Law School Case Brief
Atchison, T. & S. F. R. Co. v. Stanford - 12 Kan. 354 (1874)
In law, proximate and remote causes and effects do not have reference to time, nor distance, nor merely to a succession of events, or to a succession of causes and effects. A wrongdoer is not merely responsible for the first result of his wrongful act, but for every succeeding injurious result which could have been foreseen, by the exercise of reasonable diligence, as the reasonable, natural and probable consequence of his wrongful act. He is responsible for any number of injurious results consecutively produced by impulsion, and constituting separate events, provided they all necessarily follow from the first wrongful cause. Any number of causes and effects may intervene between the first wrongful cause and the final injurious consequence; if they are such as might, with reasonable diligence, have been foreseen, the last result, as well as the first, and every intermediate result, is to be considered as the proximate result of the first wrongful cause. But whenever a new cause intervenes which is not a consequence of the first wrongful cause, which is not under the control of the wrongdoer, which could not have been foreseen by the exercise of reasonable diligence by the wrongdoer, and except for which the final injurious consequence could not have happened, then such injurious consequence must be deemed to be too remote to constitute the basis of a cause of action.

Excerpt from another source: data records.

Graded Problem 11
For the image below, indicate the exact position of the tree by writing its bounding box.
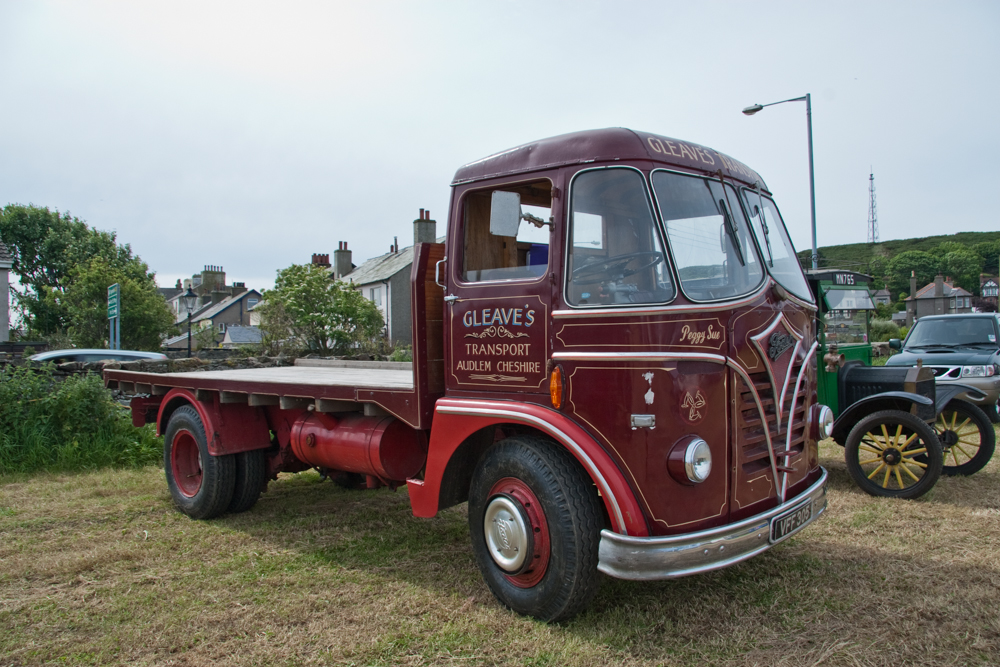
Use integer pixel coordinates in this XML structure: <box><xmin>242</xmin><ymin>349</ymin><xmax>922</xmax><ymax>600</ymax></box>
<box><xmin>0</xmin><ymin>204</ymin><xmax>172</xmax><ymax>347</ymax></box>
<box><xmin>873</xmin><ymin>302</ymin><xmax>894</xmax><ymax>320</ymax></box>
<box><xmin>973</xmin><ymin>240</ymin><xmax>1000</xmax><ymax>276</ymax></box>
<box><xmin>256</xmin><ymin>263</ymin><xmax>384</xmax><ymax>355</ymax></box>
<box><xmin>938</xmin><ymin>248</ymin><xmax>982</xmax><ymax>295</ymax></box>
<box><xmin>887</xmin><ymin>250</ymin><xmax>938</xmax><ymax>298</ymax></box>
<box><xmin>60</xmin><ymin>256</ymin><xmax>175</xmax><ymax>350</ymax></box>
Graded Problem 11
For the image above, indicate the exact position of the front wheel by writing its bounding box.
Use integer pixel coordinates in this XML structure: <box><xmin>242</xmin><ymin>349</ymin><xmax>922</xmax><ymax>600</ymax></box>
<box><xmin>935</xmin><ymin>399</ymin><xmax>995</xmax><ymax>476</ymax></box>
<box><xmin>844</xmin><ymin>410</ymin><xmax>943</xmax><ymax>499</ymax></box>
<box><xmin>468</xmin><ymin>436</ymin><xmax>603</xmax><ymax>622</ymax></box>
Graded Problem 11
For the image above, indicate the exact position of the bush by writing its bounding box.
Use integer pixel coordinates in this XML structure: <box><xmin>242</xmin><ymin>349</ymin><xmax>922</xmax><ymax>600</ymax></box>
<box><xmin>869</xmin><ymin>319</ymin><xmax>901</xmax><ymax>343</ymax></box>
<box><xmin>0</xmin><ymin>364</ymin><xmax>162</xmax><ymax>475</ymax></box>
<box><xmin>388</xmin><ymin>345</ymin><xmax>413</xmax><ymax>362</ymax></box>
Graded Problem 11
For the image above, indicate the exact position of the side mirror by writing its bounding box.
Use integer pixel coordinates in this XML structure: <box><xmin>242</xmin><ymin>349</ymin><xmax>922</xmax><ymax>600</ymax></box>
<box><xmin>490</xmin><ymin>191</ymin><xmax>521</xmax><ymax>237</ymax></box>
<box><xmin>889</xmin><ymin>338</ymin><xmax>901</xmax><ymax>350</ymax></box>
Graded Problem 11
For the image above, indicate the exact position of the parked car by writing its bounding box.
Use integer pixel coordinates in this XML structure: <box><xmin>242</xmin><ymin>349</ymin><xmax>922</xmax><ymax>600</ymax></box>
<box><xmin>887</xmin><ymin>313</ymin><xmax>1000</xmax><ymax>423</ymax></box>
<box><xmin>30</xmin><ymin>349</ymin><xmax>168</xmax><ymax>364</ymax></box>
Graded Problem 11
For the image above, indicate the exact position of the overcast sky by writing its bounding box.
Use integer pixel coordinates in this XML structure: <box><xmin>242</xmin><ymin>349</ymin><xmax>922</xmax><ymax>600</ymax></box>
<box><xmin>2</xmin><ymin>1</ymin><xmax>997</xmax><ymax>291</ymax></box>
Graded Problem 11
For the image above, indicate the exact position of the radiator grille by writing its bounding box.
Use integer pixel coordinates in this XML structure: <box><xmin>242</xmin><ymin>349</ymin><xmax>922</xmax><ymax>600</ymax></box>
<box><xmin>736</xmin><ymin>367</ymin><xmax>807</xmax><ymax>476</ymax></box>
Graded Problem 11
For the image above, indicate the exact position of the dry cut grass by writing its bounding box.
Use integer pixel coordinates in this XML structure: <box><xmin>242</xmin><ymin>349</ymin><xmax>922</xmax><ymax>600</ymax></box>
<box><xmin>1</xmin><ymin>427</ymin><xmax>999</xmax><ymax>666</ymax></box>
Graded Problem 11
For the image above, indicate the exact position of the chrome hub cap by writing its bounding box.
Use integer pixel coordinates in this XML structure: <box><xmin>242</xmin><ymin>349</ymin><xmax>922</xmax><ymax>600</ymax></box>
<box><xmin>483</xmin><ymin>494</ymin><xmax>530</xmax><ymax>573</ymax></box>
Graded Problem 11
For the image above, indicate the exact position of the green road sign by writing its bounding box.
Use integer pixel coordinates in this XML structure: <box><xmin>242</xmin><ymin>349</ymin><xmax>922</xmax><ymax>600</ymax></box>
<box><xmin>107</xmin><ymin>283</ymin><xmax>120</xmax><ymax>319</ymax></box>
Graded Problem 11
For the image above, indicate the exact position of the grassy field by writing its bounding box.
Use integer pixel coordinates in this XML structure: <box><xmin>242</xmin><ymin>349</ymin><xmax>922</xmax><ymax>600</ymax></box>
<box><xmin>2</xmin><ymin>432</ymin><xmax>999</xmax><ymax>667</ymax></box>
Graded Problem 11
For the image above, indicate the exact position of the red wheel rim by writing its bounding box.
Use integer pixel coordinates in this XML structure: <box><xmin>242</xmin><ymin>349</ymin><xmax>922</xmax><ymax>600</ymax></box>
<box><xmin>171</xmin><ymin>430</ymin><xmax>203</xmax><ymax>497</ymax></box>
<box><xmin>488</xmin><ymin>477</ymin><xmax>551</xmax><ymax>588</ymax></box>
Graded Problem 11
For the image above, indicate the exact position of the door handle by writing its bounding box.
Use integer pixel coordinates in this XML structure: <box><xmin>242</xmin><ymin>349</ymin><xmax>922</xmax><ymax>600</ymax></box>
<box><xmin>435</xmin><ymin>257</ymin><xmax>447</xmax><ymax>289</ymax></box>
<box><xmin>443</xmin><ymin>295</ymin><xmax>459</xmax><ymax>303</ymax></box>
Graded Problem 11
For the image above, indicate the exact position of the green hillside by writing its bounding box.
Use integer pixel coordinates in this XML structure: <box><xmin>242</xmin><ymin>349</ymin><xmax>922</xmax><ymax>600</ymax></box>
<box><xmin>795</xmin><ymin>230</ymin><xmax>1000</xmax><ymax>301</ymax></box>
<box><xmin>798</xmin><ymin>231</ymin><xmax>1000</xmax><ymax>272</ymax></box>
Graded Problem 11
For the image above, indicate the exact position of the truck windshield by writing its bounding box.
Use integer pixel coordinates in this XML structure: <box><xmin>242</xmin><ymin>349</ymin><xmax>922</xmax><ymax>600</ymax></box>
<box><xmin>741</xmin><ymin>189</ymin><xmax>813</xmax><ymax>302</ymax></box>
<box><xmin>651</xmin><ymin>170</ymin><xmax>764</xmax><ymax>301</ymax></box>
<box><xmin>565</xmin><ymin>168</ymin><xmax>674</xmax><ymax>306</ymax></box>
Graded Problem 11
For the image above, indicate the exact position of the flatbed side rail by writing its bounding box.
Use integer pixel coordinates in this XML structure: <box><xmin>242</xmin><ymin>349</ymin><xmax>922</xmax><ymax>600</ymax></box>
<box><xmin>103</xmin><ymin>364</ymin><xmax>419</xmax><ymax>423</ymax></box>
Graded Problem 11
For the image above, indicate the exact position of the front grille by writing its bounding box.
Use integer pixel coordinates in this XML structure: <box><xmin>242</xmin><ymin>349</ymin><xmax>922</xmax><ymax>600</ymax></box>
<box><xmin>736</xmin><ymin>367</ymin><xmax>807</xmax><ymax>477</ymax></box>
<box><xmin>928</xmin><ymin>366</ymin><xmax>961</xmax><ymax>379</ymax></box>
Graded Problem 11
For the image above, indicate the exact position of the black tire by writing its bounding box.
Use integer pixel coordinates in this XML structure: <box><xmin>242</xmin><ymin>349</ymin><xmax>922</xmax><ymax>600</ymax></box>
<box><xmin>845</xmin><ymin>410</ymin><xmax>943</xmax><ymax>499</ymax></box>
<box><xmin>935</xmin><ymin>399</ymin><xmax>996</xmax><ymax>476</ymax></box>
<box><xmin>468</xmin><ymin>435</ymin><xmax>602</xmax><ymax>622</ymax></box>
<box><xmin>163</xmin><ymin>406</ymin><xmax>235</xmax><ymax>519</ymax></box>
<box><xmin>228</xmin><ymin>449</ymin><xmax>268</xmax><ymax>513</ymax></box>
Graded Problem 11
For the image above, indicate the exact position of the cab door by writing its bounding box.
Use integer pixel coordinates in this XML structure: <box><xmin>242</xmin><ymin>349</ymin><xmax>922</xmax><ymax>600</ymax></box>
<box><xmin>443</xmin><ymin>177</ymin><xmax>556</xmax><ymax>397</ymax></box>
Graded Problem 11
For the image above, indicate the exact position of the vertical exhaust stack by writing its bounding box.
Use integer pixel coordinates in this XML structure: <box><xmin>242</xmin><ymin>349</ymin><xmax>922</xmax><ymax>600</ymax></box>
<box><xmin>333</xmin><ymin>242</ymin><xmax>353</xmax><ymax>280</ymax></box>
<box><xmin>414</xmin><ymin>208</ymin><xmax>436</xmax><ymax>246</ymax></box>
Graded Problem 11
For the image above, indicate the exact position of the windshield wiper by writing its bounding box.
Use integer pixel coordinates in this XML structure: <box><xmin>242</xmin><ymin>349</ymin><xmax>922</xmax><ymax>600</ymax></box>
<box><xmin>719</xmin><ymin>199</ymin><xmax>746</xmax><ymax>267</ymax></box>
<box><xmin>907</xmin><ymin>343</ymin><xmax>961</xmax><ymax>349</ymax></box>
<box><xmin>753</xmin><ymin>183</ymin><xmax>774</xmax><ymax>267</ymax></box>
<box><xmin>708</xmin><ymin>176</ymin><xmax>745</xmax><ymax>267</ymax></box>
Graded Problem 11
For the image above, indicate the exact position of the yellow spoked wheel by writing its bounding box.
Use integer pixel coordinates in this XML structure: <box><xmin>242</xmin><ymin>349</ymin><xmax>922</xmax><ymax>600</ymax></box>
<box><xmin>845</xmin><ymin>410</ymin><xmax>943</xmax><ymax>499</ymax></box>
<box><xmin>935</xmin><ymin>399</ymin><xmax>995</xmax><ymax>476</ymax></box>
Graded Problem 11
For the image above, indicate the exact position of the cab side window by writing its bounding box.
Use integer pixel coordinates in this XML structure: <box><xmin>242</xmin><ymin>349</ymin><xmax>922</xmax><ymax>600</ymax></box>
<box><xmin>462</xmin><ymin>180</ymin><xmax>551</xmax><ymax>282</ymax></box>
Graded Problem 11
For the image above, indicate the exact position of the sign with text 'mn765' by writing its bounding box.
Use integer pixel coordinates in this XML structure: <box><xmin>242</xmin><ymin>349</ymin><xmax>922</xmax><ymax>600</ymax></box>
<box><xmin>107</xmin><ymin>283</ymin><xmax>120</xmax><ymax>319</ymax></box>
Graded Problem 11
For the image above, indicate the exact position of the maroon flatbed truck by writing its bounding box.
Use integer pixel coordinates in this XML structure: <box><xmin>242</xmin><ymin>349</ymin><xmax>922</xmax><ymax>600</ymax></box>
<box><xmin>107</xmin><ymin>128</ymin><xmax>830</xmax><ymax>621</ymax></box>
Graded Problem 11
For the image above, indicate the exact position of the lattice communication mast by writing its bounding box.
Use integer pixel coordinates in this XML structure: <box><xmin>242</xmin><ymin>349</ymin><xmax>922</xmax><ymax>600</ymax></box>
<box><xmin>867</xmin><ymin>170</ymin><xmax>879</xmax><ymax>244</ymax></box>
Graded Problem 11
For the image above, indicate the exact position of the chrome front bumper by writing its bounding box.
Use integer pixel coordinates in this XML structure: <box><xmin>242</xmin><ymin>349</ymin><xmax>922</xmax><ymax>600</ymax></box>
<box><xmin>598</xmin><ymin>468</ymin><xmax>828</xmax><ymax>581</ymax></box>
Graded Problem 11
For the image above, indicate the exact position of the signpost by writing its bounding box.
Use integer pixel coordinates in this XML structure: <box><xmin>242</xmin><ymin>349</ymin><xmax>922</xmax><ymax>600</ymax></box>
<box><xmin>107</xmin><ymin>283</ymin><xmax>120</xmax><ymax>350</ymax></box>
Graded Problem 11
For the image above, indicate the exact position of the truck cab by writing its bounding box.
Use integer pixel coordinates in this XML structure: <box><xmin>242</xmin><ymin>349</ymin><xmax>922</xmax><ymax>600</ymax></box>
<box><xmin>423</xmin><ymin>129</ymin><xmax>827</xmax><ymax>609</ymax></box>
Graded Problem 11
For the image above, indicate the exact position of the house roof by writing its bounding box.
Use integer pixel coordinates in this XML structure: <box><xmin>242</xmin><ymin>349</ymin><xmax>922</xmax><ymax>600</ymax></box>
<box><xmin>162</xmin><ymin>331</ymin><xmax>192</xmax><ymax>348</ymax></box>
<box><xmin>223</xmin><ymin>326</ymin><xmax>263</xmax><ymax>345</ymax></box>
<box><xmin>343</xmin><ymin>247</ymin><xmax>415</xmax><ymax>286</ymax></box>
<box><xmin>339</xmin><ymin>236</ymin><xmax>445</xmax><ymax>287</ymax></box>
<box><xmin>912</xmin><ymin>280</ymin><xmax>972</xmax><ymax>300</ymax></box>
<box><xmin>174</xmin><ymin>299</ymin><xmax>216</xmax><ymax>325</ymax></box>
<box><xmin>190</xmin><ymin>290</ymin><xmax>262</xmax><ymax>323</ymax></box>
<box><xmin>158</xmin><ymin>287</ymin><xmax>183</xmax><ymax>301</ymax></box>
<box><xmin>0</xmin><ymin>240</ymin><xmax>12</xmax><ymax>268</ymax></box>
<box><xmin>873</xmin><ymin>289</ymin><xmax>891</xmax><ymax>298</ymax></box>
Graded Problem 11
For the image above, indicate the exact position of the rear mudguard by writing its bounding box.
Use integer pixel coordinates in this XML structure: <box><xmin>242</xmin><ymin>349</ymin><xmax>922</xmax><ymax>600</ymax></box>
<box><xmin>831</xmin><ymin>391</ymin><xmax>934</xmax><ymax>446</ymax></box>
<box><xmin>156</xmin><ymin>388</ymin><xmax>271</xmax><ymax>456</ymax></box>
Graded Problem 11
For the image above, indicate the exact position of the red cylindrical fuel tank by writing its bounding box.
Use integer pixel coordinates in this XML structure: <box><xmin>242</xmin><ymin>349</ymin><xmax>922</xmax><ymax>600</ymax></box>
<box><xmin>289</xmin><ymin>412</ymin><xmax>427</xmax><ymax>482</ymax></box>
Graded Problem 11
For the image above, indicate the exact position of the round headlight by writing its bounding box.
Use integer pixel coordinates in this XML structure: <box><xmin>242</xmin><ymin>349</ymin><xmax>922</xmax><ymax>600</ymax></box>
<box><xmin>684</xmin><ymin>438</ymin><xmax>712</xmax><ymax>483</ymax></box>
<box><xmin>818</xmin><ymin>405</ymin><xmax>834</xmax><ymax>439</ymax></box>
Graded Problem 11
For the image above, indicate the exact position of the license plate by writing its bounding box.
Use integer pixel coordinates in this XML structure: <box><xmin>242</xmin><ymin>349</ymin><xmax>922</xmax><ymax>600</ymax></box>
<box><xmin>770</xmin><ymin>500</ymin><xmax>813</xmax><ymax>543</ymax></box>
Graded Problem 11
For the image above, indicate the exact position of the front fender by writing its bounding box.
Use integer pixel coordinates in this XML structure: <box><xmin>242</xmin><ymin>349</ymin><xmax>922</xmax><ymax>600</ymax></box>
<box><xmin>409</xmin><ymin>398</ymin><xmax>649</xmax><ymax>537</ymax></box>
<box><xmin>934</xmin><ymin>383</ymin><xmax>987</xmax><ymax>414</ymax></box>
<box><xmin>831</xmin><ymin>391</ymin><xmax>934</xmax><ymax>445</ymax></box>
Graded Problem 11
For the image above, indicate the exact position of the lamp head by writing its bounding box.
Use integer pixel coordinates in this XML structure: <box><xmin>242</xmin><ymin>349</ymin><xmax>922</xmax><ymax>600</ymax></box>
<box><xmin>181</xmin><ymin>287</ymin><xmax>198</xmax><ymax>315</ymax></box>
<box><xmin>742</xmin><ymin>104</ymin><xmax>764</xmax><ymax>116</ymax></box>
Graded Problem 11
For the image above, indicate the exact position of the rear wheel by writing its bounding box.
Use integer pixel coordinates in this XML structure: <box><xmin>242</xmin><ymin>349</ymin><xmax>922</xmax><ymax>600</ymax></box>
<box><xmin>844</xmin><ymin>410</ymin><xmax>942</xmax><ymax>499</ymax></box>
<box><xmin>164</xmin><ymin>406</ymin><xmax>235</xmax><ymax>519</ymax></box>
<box><xmin>935</xmin><ymin>399</ymin><xmax>995</xmax><ymax>476</ymax></box>
<box><xmin>468</xmin><ymin>436</ymin><xmax>602</xmax><ymax>622</ymax></box>
<box><xmin>228</xmin><ymin>449</ymin><xmax>268</xmax><ymax>513</ymax></box>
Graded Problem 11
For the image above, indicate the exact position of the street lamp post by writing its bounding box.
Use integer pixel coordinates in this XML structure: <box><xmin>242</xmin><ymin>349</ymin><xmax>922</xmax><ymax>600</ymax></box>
<box><xmin>742</xmin><ymin>94</ymin><xmax>818</xmax><ymax>270</ymax></box>
<box><xmin>181</xmin><ymin>288</ymin><xmax>198</xmax><ymax>359</ymax></box>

Plaintiff property owner brought an action against defendant railway to recover damages for injuries sustained by the destruction by a fire of mare, colt, corn, oats, wheat, hay, and outbuildings and fences. He alleged that the fire was set by the emitting coals and sparks from a locomotive engine passing over the railway's railroad and by reason of the negligence and carelessness of the railway. The lower court entered judgment for the property owner. The railway, which was now the plaintiff in error, appealed.
Was the injury too remote to constitute a negligence cause of action against defendant railway, thus, rendering the lower court’s judgment in favor of the property owner erroneous?
The appellate court affirmed the judgment in favor of defendant in error property owner. The verdict was sustained by sufficient evidence, and the trial court did not err in refusing to set aside the verdict of the jury and granting a new trial. The property owner showed that one of the railway's engines caused one or more fires and that ordinary engines do not ordinarily produce such a result. Thus, he made out a prima facie case of negligence. The injury was not too remote to constitute a cause of action. The jury instructions given by the lower court were substantially correct. There was no error in permitting evidence with regard to the value of corn to go to the jury.